Mystery movies


   This post began as an UPDATE to be found at the end of the previous one, but as I kept writing, it became long enough, I thought, and substantiative enough, to survive on its own. And so, on its own two feet, here it is:

   Taken from an email message from Al Hubin this morning: “Looks good. The only connection you haven’t made is that Murder in Mayfair was reportedly the basis for the movie “Hour of Decision” (Tempean, 1957).”

   >> No, I didn’t catch that, and I’m certainly happy to know about it. When I checked how many copies of Murder in Mayfair were offered for sale yesterday on the Internet, the answer was none. Zippo. If someone were interested in knowing what the book’s story line was, all I could offer right now in reply are the comments of a single viewer on IMDB, which I’ll add below. And, yes, I know that the movie may be NOTHING like the book, but here goes something better than nothing, at least:

    “This is a fairly routine though watchable whodunit that is notable mainly for the nearly salacious-for-the-time talk about the womanizing habits of a gossip columnist who gets murdered. Oh yes, the ever enticing Hazel Court is present as a past amour of the now-dead rakish fellow who tries to avoid suspicion for his murder. Her husband [Jeff Morrow] investigates so as not to have his honey nabbed by the coppers. London locations make it watchable.”

    To which I add, ah yes, Hazel Court. I remember her from a short-lived TV series called Dick and the Duchess (CBS, 1957-58). It was an American series filmed in England and was mostly a comedy, but with criminous overtones.

   Hazel Court’s co-star was Patrick O’Neal, who played Dick Starrett, an American insurance claims investigator based in London and married to an Englishwoman, the “duchess” of the title. That is to say, his wife Jane, whose efforts to help her husband invariably ended in disaster.

   I may be the only person I know who remembers this series, but even though I was only 15 or 16 years old at the time, I think that I was slightly in love with Hazel Court. Yes, she was too old for me, but at that age what possible difference could a few years make, and a distance of only a few thousand miles away … ?

    Thus began a lifelong love of British crime fiction. And yes, I do digress.

Shakedown

   Born Pearl Elizabeth Dobbins on May 14, 1926, Liz Renay died January 22, 2007, at the age of 80 in Las Vegas, Nevada, of cardiopulmonary arrest.

   Quoting liberally from her biography at www.imdb.com, it is clear that there is no immediate connection between Ms. Renay and crime fiction:

    “Liz Renay’s extraordinary life could almost be a movie script. Raised by fanatical religious parents, she ran away from home to win a Marilyn Monroe lookalike contest, and become a showgirl during the war. She eventually became a gangster’s [Mickey Cohen’s] moll, and when he was arrested she refused to co-operate with the authorities and was sentenced to three years in Terminal Island prison, where she wrote her autobiography.
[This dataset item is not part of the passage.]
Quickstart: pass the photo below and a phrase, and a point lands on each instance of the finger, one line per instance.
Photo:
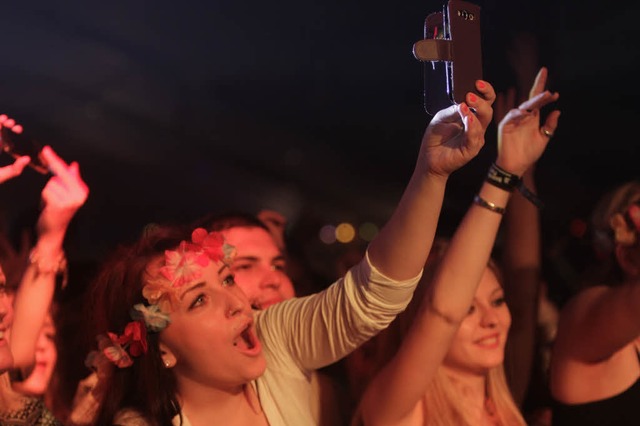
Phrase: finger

On release she became a stripper, and self-publicist, performing the first mother and daughter strip and the first grandmother to streak down Hollywood Boulevard.”

Liz Renay

   However, and a big one at that, Ms. Renay did appear in a few films that do warrant mention here, the first being an obscure classic of late 1950s film noir, Date with Death, 1959, starring Gerald Mohr.

   A semi-anonymous reviewer on IMDB says great things about the movie, from which I have excerpted the following:

    “This also is one of the few REAL lead dramatic roles I’ve ever seen Liz Renay in, and she is fantastic. She often was used in smaller roles for name value, but here she is the female lead, and she is seductive, charming, warm, and everything a b-crime-movie leading lady needs to be…. As for Gerald Mohr, I’ve always considered him one of the great hard-boiled leading men, both on radio (where he played Phillip Marlowe) and in film. Here he is both tough and sympathetic, yet initially mysterious. He brings much depth to a role that many would have just walked through. For the fan of low-budget 1950s crime films … DATE WITH DEATH should be a must-see. With a fine jazz score, great location photography, an exciting plot, and some genuinely surprising twists and turns, DATE WITH DEATH does not need any subliminal gimmicks to be a model b-crime film. I give it ten stars out of ten.”

Date with Death

   Go here for the rest of Mr. Renay’s onscreen credits, which appear largely to be schlocky B-movies or (far) less, but which also include a part on the television series Adam-12, and a role as a stripper in Peeper (1975), based on Keith Laumer’s novel Deadfall, later titled Fat Chance, in which Michael Caine plays a London PI in LA by the name of Leslie C. Tucker. Natalie Wood plays the femme fatale.